Despite Frontier’s big dividend and its attractive valuation, the company faces a variety of significant risk factors as we have highlighted below.
For starters, Frontier’s effort to combine their business and the business acquired from Verizon may not be successful. Specifically, Frontier may not realize the cost synergies that are anticipated from the Verizon transaction.
Another big risk is that customers will continue to “cut the cord” on wireline connections. The following table from Frontiers annual report shows the declining trend in voice services revenues, and much of the decline comes from customers terminating their landlines. According to the Risk Factors section of Frontier’s annual report, “we may be unable to stabilize or grow our revenues and cash flows despite the initiatives we have implemented.”
Competition is another risk for Frontier. Even though Frontier is the leading provider in many of the markets it serves, some of Frontier’s competitors have superior resources, which may place Frontier at a cost and price disadvantage. Further, Frontier acknowledges in their annual report that “some of our competitors have market presence, engineering, technical, marketing and financial capabilities, substantially greater than ours. In addition, some of these competitors are able to raise capital at a lower cost than we are able to.”
Debt load is another risk factor for Frontier. The company took on more debt to fund the Verizon asset acquisition, and as the following chart shows, the debt level has been increasing.
However, following the acquisition of Verizon assets, Frontier has more free cash flow which they may use to pay down some of the debt. According to Frontier’s annual report “we currently have a significant amount of indebtedness and we may still be able to incur substantially more debt in the future. Such debt and debt service obligations may adversely affect us.”
Another big risk for Frontier is that they are reliant on support funds provided under federal and state laws. As mentioned previously, a significant portion of Frontier’s total revenues (9%, in 2015 and 7% in 2014) are derived from federal and state subsidies. Significant changes to these laws could result in a dramatic reduction to Frontier’s revenues and profits.

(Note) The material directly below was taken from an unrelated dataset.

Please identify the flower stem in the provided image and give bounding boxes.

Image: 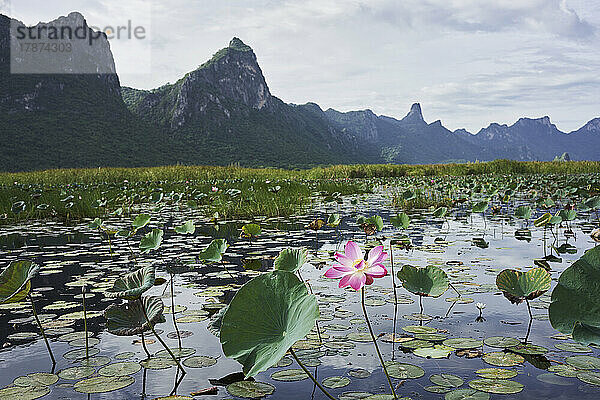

We like Frontier because of its big dividend and its recent price decline. Specifically, we’ve ranked it number nine on our list of Nine Big Dividend Stocks Worth Considering because of its attractive niche, its healthy dividend coverage ratio, its compelling valuation, and the positive trajectory we believe will ultimately emerge from the Verizon asset acquisition. If you are a long-term investor, Frontier could be a valuable addition to your diversified income-focused portfolio.